Having already taken the most aggressive turn in its history towards restrictive monetary policy, the ECB is expected to raise euro interest rates by at least 50 basis points to 2% at its meeting next month. “We are committed to raising interest rates to a level that will bring inflation to a halt and bring it back to our medium-term target on time,” Ms Lagarde said, explaining the bank’s intentions.
The move is part of a plan to cut liquidity to curb inflation.
In the past few days, however, the ECB’s executives’ readiness for another 75 basis point hike seemed to be waning. Interpreting the position of the ECB management, market participants emphasized that at the December meeting, growth of only 50 bp is more likely. and some did not rule out a lighter movement, only 25 m / min. All this, of course, on the assumption that there are no surprises on the inflationary front, and given the growing fear of a recession that threatens the eurozone and is considered inevitable for many of its economies.
Governor of the Bank of France Villeroy de Gallo predicted since the beginning of the week that the ECB will decide to raise interest rates to the level of “normal rates”, i.e. about 2%, which implies an increase of 50 basis points. After all, it is important that while the market is dominated by the expectation that the next move will be a 50 bp rise, the well-known hawks of the bank did not try to refute the impressions, but, on the contrary, be very careful, even keep silent, be the last to stop.

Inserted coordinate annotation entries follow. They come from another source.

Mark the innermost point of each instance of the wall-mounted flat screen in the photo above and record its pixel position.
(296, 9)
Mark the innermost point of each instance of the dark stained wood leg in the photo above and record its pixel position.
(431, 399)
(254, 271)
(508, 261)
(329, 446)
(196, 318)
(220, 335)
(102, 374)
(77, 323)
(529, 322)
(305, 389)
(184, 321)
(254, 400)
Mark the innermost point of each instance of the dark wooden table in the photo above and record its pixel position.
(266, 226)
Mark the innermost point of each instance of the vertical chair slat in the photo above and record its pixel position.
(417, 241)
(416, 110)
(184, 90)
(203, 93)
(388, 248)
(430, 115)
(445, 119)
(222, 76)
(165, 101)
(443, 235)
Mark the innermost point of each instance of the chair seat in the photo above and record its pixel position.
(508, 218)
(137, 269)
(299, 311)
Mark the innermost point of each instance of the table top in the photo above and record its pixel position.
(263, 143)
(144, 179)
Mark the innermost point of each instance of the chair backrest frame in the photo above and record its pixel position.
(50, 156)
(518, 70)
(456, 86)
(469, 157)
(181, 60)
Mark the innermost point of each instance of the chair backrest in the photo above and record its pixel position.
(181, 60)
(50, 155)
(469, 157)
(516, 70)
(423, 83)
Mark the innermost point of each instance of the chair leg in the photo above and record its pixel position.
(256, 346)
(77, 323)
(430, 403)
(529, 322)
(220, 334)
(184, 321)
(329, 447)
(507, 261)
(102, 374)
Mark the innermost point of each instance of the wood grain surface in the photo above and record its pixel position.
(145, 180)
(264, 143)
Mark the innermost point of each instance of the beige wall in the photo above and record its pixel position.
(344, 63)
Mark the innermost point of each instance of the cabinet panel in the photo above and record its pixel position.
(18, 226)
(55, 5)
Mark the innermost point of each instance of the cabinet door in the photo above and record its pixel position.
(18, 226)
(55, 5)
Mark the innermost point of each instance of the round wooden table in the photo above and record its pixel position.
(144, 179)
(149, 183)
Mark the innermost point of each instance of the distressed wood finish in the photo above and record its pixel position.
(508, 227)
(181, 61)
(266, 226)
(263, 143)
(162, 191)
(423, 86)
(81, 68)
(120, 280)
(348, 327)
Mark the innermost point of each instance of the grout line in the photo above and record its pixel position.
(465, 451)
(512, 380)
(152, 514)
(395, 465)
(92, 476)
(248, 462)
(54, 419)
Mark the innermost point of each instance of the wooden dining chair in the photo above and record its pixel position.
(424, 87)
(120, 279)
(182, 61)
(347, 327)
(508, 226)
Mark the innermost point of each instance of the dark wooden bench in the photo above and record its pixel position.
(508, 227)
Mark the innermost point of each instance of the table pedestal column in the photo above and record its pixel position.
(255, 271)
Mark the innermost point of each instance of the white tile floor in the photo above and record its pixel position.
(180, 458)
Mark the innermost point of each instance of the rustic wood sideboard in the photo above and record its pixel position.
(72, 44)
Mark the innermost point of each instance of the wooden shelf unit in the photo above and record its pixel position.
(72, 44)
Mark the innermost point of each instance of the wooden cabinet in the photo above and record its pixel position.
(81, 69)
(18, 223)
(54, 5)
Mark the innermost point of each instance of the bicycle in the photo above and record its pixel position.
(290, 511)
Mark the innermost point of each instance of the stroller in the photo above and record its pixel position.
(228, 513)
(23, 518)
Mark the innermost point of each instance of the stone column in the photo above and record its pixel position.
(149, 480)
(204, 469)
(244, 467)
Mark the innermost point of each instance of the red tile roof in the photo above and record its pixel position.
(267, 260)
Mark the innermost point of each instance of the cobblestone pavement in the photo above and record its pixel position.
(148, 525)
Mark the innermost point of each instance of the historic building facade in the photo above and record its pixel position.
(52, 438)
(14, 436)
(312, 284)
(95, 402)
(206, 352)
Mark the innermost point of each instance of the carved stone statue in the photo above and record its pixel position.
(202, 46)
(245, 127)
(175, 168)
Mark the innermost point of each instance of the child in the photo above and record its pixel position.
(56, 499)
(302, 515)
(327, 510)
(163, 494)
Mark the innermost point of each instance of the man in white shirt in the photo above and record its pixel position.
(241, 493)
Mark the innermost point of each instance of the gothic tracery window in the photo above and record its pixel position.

Bank of Austria Governor Robert Holtzmann, a well-known proponent of aggressively tight monetary policy, has been reluctant to comment on the extent of the next hike lately. Similarly, his German counterpart, Joachim Nagel, is arguably the toughest hawk at the ECB. Their colleagues in Estonia and Latvia also talk about 50 basis points, i.е. up to 30% in the Baltic countries, which suffered from a strong rise in inflation. and for 75 m.v. respectively, as the most probable movements of the bank. However, they themselves avoided expressing their preference.

Lori Barajas is an accomplished journalist, known for her insightful and thought-provoking writing on economy. She currently works as a writer at 247 news reel. With a passion for understanding the economy, Lori’s writing delves deep into the financial issues that matter most, providing readers with a unique perspective on current events.